クライアントが rpc error: code = Internal desc = server closed the stream without sending trailers というエラーを報告した場合、Function Compute サーバーが予期せず gRPC リクエストを終了したことを意味します。これは関数のエラーであり、実行タイムアウト、予期しないプロセスの終了、またはメモリ不足 (OOM) エラーが原因である可能性があります。関数のログを確認して具体的な原因を特定し、問題をトラブルシューティングできます。詳細については、「呼び出しログの表示」をご参照ください。

非 TLS の gRPC クライアント

gRPC リクエストを送信するには、TLS クライアントを使用する必要があります。そうでない場合、リクエストは rpc error: code = Internal desc = server closed the stream without sending trailers というエラーで失敗します。
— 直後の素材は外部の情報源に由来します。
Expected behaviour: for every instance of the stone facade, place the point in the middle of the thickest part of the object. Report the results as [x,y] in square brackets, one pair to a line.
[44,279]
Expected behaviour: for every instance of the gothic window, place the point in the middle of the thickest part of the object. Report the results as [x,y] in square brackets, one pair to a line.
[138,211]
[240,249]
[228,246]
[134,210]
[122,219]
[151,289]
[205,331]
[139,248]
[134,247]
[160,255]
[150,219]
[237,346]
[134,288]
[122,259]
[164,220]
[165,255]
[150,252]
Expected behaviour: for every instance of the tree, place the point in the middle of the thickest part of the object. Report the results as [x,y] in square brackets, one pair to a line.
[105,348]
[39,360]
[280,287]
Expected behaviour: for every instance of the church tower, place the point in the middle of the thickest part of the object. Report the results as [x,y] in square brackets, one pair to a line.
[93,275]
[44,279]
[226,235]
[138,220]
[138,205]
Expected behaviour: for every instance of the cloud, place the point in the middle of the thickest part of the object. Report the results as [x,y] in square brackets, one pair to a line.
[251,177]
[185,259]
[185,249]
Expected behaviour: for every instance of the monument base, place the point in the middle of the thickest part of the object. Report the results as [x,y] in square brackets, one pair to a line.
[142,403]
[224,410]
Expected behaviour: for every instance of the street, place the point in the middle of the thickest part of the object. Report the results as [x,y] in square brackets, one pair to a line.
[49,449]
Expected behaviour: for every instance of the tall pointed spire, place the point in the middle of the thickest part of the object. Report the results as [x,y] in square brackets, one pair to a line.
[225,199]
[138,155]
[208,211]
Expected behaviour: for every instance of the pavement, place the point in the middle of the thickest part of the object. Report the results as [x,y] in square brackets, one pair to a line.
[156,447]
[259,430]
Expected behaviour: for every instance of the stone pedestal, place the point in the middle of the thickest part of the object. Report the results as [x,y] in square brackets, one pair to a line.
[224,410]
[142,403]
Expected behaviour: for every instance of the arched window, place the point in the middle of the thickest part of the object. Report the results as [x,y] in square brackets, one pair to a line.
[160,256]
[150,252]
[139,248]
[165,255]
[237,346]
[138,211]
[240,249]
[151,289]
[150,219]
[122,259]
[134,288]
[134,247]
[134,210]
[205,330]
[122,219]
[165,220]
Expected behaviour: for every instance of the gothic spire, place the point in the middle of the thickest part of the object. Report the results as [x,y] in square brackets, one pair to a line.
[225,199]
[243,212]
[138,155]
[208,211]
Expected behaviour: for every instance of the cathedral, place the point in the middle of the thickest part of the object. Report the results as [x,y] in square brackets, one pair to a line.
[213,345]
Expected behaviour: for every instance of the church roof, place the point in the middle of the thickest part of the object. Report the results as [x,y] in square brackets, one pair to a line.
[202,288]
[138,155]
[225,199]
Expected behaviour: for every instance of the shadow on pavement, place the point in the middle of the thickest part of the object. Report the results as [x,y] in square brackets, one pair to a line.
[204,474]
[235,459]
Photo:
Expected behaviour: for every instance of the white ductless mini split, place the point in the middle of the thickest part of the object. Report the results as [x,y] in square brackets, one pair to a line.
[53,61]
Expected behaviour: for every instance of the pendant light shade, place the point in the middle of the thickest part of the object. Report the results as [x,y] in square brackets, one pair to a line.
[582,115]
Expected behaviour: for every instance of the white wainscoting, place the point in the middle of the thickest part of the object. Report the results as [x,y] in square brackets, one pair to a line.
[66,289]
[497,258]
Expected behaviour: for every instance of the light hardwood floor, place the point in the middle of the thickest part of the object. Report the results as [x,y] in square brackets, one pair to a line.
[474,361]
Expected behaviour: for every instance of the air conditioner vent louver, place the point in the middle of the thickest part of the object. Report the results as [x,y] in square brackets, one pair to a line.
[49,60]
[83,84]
たとえば、Go で次のサンプルコードを使用できます:

var opts []grpc.DialOption
    cred := credentials.NewTLS(&tls.Config{
        InsecureSkipVerify: false,
    })
    opts = append(opts, grpc.WithTransportCredentials(cred))
    conn, err := grpc.Dial(*addr, opts...)

InsecureSkipVerifytrue に設定すると TLS 証明書の検証をスキップでき、false に設定すると検証を強制できます。